Disaster Mitigation Act at Twenty

When a law makes a powerful impact over time, it is sometimes hard to remember what life was like before it was enacted. In U.S. history, for example, both Social Security and, later, Medicare, created a new reality for the elderly that makes it almost impossible for most people to imagine what old age meant before they took effect. They are so much a part of the fabric of American life that some people even forget (or never learn) the social and political debates that produced them. That sort of obtuse amnesia was in evidence as Tea Party protests materialized in response to the Affordable Care Act, aka Obamacare, in which some carried signs that read, “Keep Your Government Hands Off My Medicare.” Ponder that conundrum for a while.

Few laws match the scale of impact of those two examples, but many have significant impacts that receive less attention, at least among the general public. One that is reaching its twentieth anniversary is the Disaster Mitigation Act (DMA), signed into law by President Clinton on October 30, 2000. After a decade of expensive disasters in the 1990s—Hurricane Andrew (1992), the Midwest floods (1993), the Northridge earthquake (1994), and Hurricanes Fran (1996) and Floyd (1997)—Congress realized that the nation needed greater accountability from states and local governments in addressing hazard mitigation challenges before disasters occurred. The carrot and the stick were combined in this instance in a requirement that states (including territories and the District of Columbia) and local and tribal governments prepare and adopt hazard mitigation plans that won the approval of the Federal Emergency Management Agency (FEMA) as meeting the standards of the act and its accompanying regulations as a condition of eligibility for FEMA hazard mitigation grants. Put simply, no plan, no money. Few state and local officials wish to find themselves in that position after a major disaster.

Congress went one step further. Previously, most such grants came through the Hazard Mitigation Grant Program (HMGP), created under the Stafford Act in 1988, the basic law structuring the federal disaster response system, under which every state has some sort of parallel emergency management agency. The problem with HMGP has always been that the money is made available as part of a presidential disaster declaration, using a percentage of overall disaster assistance to determine the amount available. That money goes to the affected states, which are responsible for local allocations. But that means that a state must experience a natural disaster to be eligible for such money. Admittedly, it then becomes useful for mitigating future disasters, but it did nothing to avert the most recent event. In fact, communities that had become adept at mitigating hazards with their own resources often complained that they got no federal assistance because they were doing too good a job of preventing losses. Davenport, Iowa, for example, long ago refused Army Corps offers to build levees along the Mississippi River and opted for a riverfront park that allowed the water to flow without damaging buildings in its downtown. Davenport has not always avoided flood impacts, but it has certainly minimized them.

In DMA, Congress added a new Pre-Disaster Mitigation (PDM) grant program. Instead of being triggered by disaster declarations, it was an annual grant competition, in which state and local governments submitted proposals for projects that would reduce losses of life and property in future events.

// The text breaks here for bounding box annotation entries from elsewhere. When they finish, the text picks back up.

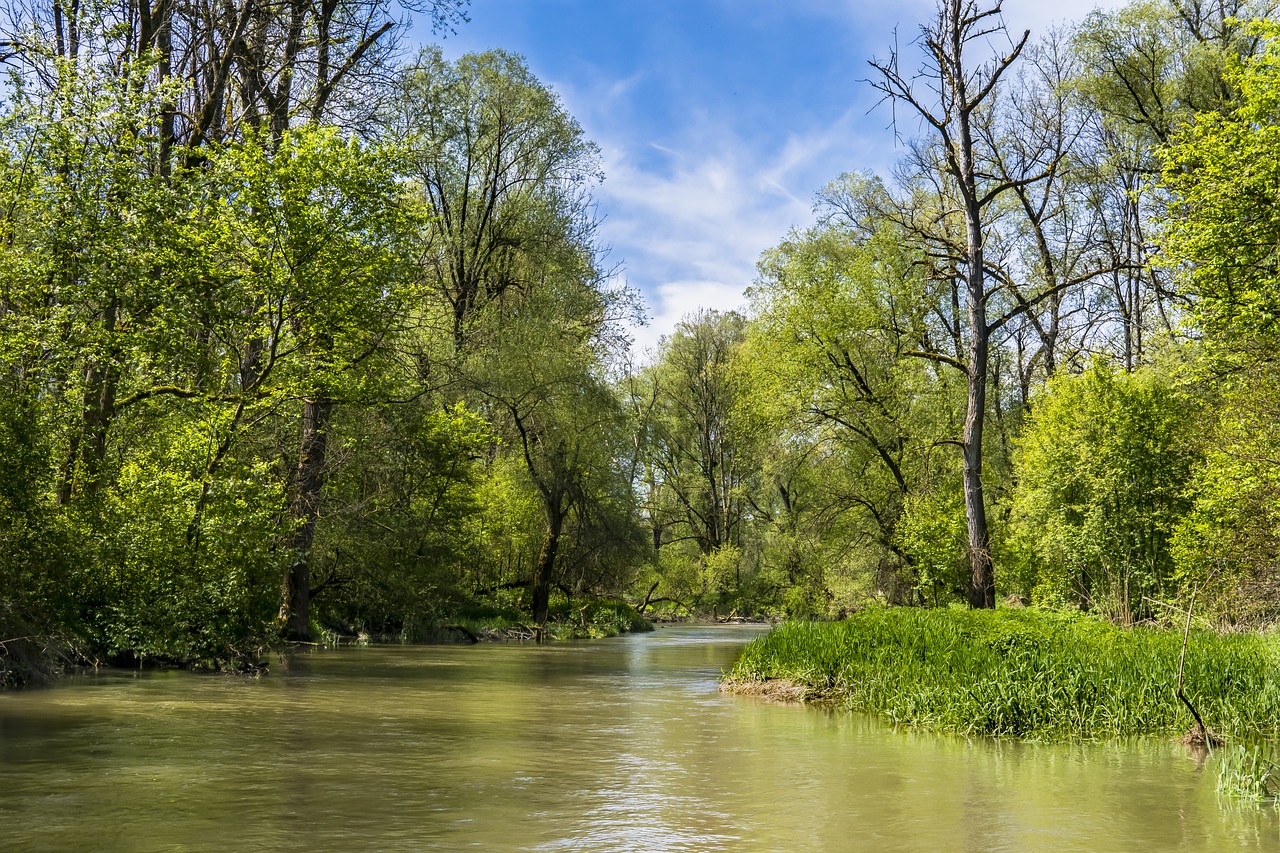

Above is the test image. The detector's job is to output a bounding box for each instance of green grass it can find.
[1217,745,1280,804]
[726,608,1280,739]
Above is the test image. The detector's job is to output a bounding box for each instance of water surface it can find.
[0,626,1280,852]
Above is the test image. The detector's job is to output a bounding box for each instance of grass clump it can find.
[724,608,1280,739]
[1217,745,1280,806]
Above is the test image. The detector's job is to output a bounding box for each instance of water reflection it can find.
[0,628,1280,852]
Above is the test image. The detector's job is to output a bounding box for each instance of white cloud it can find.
[554,0,1119,359]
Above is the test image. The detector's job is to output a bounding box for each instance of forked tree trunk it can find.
[280,394,333,642]
[530,501,564,625]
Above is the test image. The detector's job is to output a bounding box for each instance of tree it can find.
[744,184,955,607]
[392,49,602,350]
[872,0,1039,607]
[1014,362,1198,624]
[1161,22,1280,617]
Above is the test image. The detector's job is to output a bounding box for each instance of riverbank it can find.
[721,608,1280,740]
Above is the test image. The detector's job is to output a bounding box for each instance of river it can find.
[0,626,1280,853]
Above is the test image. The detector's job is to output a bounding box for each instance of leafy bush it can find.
[726,607,1280,739]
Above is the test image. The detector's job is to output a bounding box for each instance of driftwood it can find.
[444,625,480,643]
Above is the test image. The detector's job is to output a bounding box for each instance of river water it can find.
[0,626,1280,853]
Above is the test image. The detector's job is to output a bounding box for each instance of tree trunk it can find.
[530,502,564,625]
[280,394,333,640]
[956,97,996,608]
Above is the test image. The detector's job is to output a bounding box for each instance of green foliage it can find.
[1011,362,1196,621]
[726,607,1280,739]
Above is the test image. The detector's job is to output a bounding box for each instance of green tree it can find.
[1161,22,1280,617]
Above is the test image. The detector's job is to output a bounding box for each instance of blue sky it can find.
[413,0,1117,356]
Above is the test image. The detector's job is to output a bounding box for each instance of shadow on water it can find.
[0,626,1280,852]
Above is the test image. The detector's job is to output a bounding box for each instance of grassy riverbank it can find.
[723,608,1280,739]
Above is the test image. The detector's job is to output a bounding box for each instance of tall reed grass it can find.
[726,608,1280,739]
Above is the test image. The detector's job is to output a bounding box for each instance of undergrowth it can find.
[726,608,1280,739]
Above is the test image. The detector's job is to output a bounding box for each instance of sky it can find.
[411,0,1119,359]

Its major flaw was that PDM relied on annual congressional appropriations, which predictably ebbed and flowed and often was grossly underfunded. In 2018, in the Disaster Recovery Reform Act, Congress finally opted to stabilize funding by creating a formula by which six percent of total annual disaster relief outlays would be swept into a single pot by FEMA for grants under a new program that FEMA has labeled Building Resilient Infrastructure and Communities (BRIC), which I discussed in a post here in early August. The resulting 2020 grant funds total roughly $500 million, a far cry from years past when the total congressional allocation was often as little as $25 million, which barely put a dent in the mitigation needs of a nation as vast as the U.S.

But the real question after two decades is, How has DMA changed the landscape of American planning and disaster management? Clearly, we have not solved all problems. For one thing, climate change has accelerated and complicated matters significantly. While Congress unquestionably has dithered a great deal on climate issues, DMA was never aimed directly at climate change. Instead, it aimed to create a climate of state, tribal and local responsibility and accountability for planning for hazard mitigation while making federal funding available to support such planning. In fact, federal assistance for such planning is built into the law. Have governments responded?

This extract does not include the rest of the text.